# Rubik's Speed Cube lock ups?



## Kegwaan (Jan 15, 2015)

I have the rubik's speed cube, not the one you can tension, but the first version. anyway its all ways locking up. I could be a couple moves away from a full solve and then what should take me 2 seconds ends up taking 10. Is there anything I can do to prevent these lock ups?


----------



## brian724080 (Jan 15, 2015)

Get a better cube such as the Moyu Aolong


----------



## FailCuber (Jan 15, 2015)

What could you expect? It's Rubik's.


----------



## PixelWizard (Jan 15, 2015)

The Rubiks Cube isn't very good for speedcubing, there are definitely better cubes out there.

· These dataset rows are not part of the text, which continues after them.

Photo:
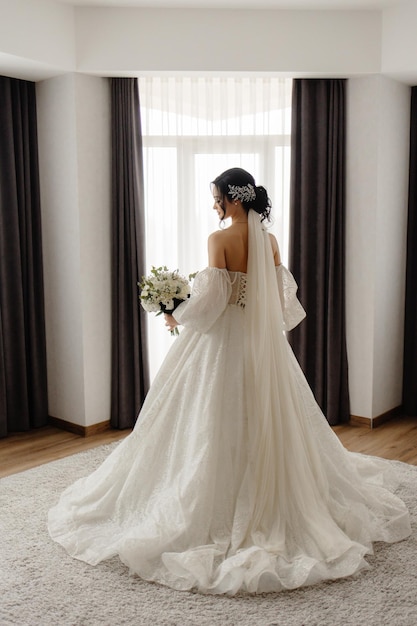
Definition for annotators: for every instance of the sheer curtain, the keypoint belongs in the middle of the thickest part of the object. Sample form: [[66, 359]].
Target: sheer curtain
[[193, 128]]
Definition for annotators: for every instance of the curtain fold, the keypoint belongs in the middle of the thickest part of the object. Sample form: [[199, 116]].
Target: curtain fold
[[410, 323], [130, 377], [317, 239], [23, 376]]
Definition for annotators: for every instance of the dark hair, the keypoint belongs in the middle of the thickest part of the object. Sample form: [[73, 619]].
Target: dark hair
[[236, 176]]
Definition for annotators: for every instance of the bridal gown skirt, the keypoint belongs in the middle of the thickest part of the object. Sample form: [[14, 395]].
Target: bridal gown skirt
[[175, 499]]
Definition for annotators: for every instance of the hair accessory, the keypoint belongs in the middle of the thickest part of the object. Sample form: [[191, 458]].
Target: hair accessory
[[246, 193]]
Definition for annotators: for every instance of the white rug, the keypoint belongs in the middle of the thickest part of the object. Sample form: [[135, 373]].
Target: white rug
[[41, 586]]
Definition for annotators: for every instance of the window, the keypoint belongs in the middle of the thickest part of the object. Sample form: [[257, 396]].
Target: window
[[194, 128]]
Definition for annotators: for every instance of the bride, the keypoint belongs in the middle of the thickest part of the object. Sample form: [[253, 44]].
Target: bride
[[232, 480]]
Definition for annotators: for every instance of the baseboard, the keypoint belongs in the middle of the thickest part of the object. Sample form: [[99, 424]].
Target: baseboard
[[367, 422], [83, 431]]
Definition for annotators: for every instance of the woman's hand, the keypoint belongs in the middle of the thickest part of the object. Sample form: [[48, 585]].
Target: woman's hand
[[170, 322]]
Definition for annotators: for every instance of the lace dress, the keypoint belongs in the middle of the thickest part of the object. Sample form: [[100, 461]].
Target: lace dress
[[183, 501]]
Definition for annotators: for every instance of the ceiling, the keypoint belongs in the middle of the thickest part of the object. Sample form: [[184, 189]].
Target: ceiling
[[242, 4]]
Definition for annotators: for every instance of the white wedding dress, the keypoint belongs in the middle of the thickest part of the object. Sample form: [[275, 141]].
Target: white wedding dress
[[232, 480]]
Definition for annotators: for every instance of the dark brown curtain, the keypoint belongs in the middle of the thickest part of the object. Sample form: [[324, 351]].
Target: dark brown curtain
[[317, 239], [130, 376], [410, 328], [23, 382]]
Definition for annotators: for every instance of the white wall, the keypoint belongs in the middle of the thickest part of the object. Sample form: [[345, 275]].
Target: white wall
[[73, 128], [45, 39], [399, 42], [377, 185]]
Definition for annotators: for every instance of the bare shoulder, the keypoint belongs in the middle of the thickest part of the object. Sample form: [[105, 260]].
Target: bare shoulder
[[216, 251]]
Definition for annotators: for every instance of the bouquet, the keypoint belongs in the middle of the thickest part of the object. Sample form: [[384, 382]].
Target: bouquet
[[162, 291]]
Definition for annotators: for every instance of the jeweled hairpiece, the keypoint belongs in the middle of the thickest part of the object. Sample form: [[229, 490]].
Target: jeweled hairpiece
[[246, 193]]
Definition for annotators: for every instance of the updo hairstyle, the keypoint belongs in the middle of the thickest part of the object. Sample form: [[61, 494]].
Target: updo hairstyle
[[238, 177]]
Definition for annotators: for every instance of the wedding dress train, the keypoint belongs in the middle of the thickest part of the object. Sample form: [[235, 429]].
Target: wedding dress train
[[232, 479]]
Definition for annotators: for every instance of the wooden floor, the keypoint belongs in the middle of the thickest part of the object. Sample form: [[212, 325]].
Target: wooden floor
[[396, 440]]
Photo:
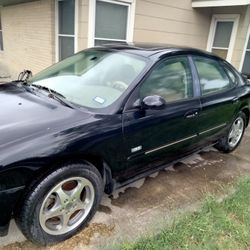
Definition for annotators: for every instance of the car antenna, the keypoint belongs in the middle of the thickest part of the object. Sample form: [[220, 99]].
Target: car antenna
[[24, 75]]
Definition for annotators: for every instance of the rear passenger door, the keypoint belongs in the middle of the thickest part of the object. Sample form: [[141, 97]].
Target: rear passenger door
[[218, 98]]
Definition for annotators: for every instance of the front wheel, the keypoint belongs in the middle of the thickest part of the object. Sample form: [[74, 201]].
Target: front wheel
[[60, 204], [233, 138]]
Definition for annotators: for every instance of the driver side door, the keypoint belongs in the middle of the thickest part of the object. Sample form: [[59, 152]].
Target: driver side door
[[157, 136]]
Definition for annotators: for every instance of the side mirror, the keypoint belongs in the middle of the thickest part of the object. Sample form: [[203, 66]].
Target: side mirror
[[246, 78], [153, 102]]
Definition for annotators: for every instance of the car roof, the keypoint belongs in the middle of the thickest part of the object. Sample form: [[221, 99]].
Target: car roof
[[150, 51]]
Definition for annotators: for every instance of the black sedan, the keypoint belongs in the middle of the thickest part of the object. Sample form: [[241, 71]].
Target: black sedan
[[103, 118]]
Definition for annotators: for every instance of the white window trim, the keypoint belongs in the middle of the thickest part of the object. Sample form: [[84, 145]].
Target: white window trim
[[224, 18], [130, 21], [57, 35], [216, 3], [245, 50]]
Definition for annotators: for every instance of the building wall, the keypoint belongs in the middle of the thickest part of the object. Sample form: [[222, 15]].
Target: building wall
[[241, 36], [83, 24], [171, 22], [28, 36], [29, 29]]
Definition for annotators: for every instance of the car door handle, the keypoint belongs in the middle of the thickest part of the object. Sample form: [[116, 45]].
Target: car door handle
[[190, 115]]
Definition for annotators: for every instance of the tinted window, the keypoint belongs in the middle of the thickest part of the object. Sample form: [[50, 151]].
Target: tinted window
[[212, 76], [172, 80], [231, 75]]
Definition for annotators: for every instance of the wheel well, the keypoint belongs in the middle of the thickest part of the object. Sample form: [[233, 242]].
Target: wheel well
[[96, 161], [247, 113]]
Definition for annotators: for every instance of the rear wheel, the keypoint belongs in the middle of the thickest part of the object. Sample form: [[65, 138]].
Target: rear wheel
[[60, 204], [233, 138]]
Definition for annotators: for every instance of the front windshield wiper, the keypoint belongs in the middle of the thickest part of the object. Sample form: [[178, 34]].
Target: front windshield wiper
[[54, 95]]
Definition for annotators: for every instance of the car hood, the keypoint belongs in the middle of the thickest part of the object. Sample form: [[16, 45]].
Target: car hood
[[25, 115]]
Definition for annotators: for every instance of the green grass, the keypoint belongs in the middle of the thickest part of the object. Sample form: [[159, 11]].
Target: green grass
[[217, 225]]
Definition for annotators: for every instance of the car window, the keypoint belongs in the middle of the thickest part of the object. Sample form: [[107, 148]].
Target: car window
[[171, 79], [212, 76], [92, 78]]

I recommend you to get this cheap but very good cube: http://thecubicle.us/guanlong-p-3636.html

Also welcome to the forum


----------



## dott (Jan 15, 2015)

Is there a version of the rubiks speedcube with glued centercaps? Or do you just have the normal new rubiks cube with the ballcore?
The rubiks speedcube does not suck, but its not really good ether, but they move in the right direction and i think its very cool that they got a new mechanism 
If you got a normal new version rubikscube there is not much you can do. It does not have screws, it got a glued piece of plastic instead. You can try to open the core and change the
springs, that could help a little. But i also would recommend to get a guanlong. If you order from china you can get it for 2$ with free shipping


----------



## Kegwaan (Jan 15, 2015)

I might look into that thanks


----------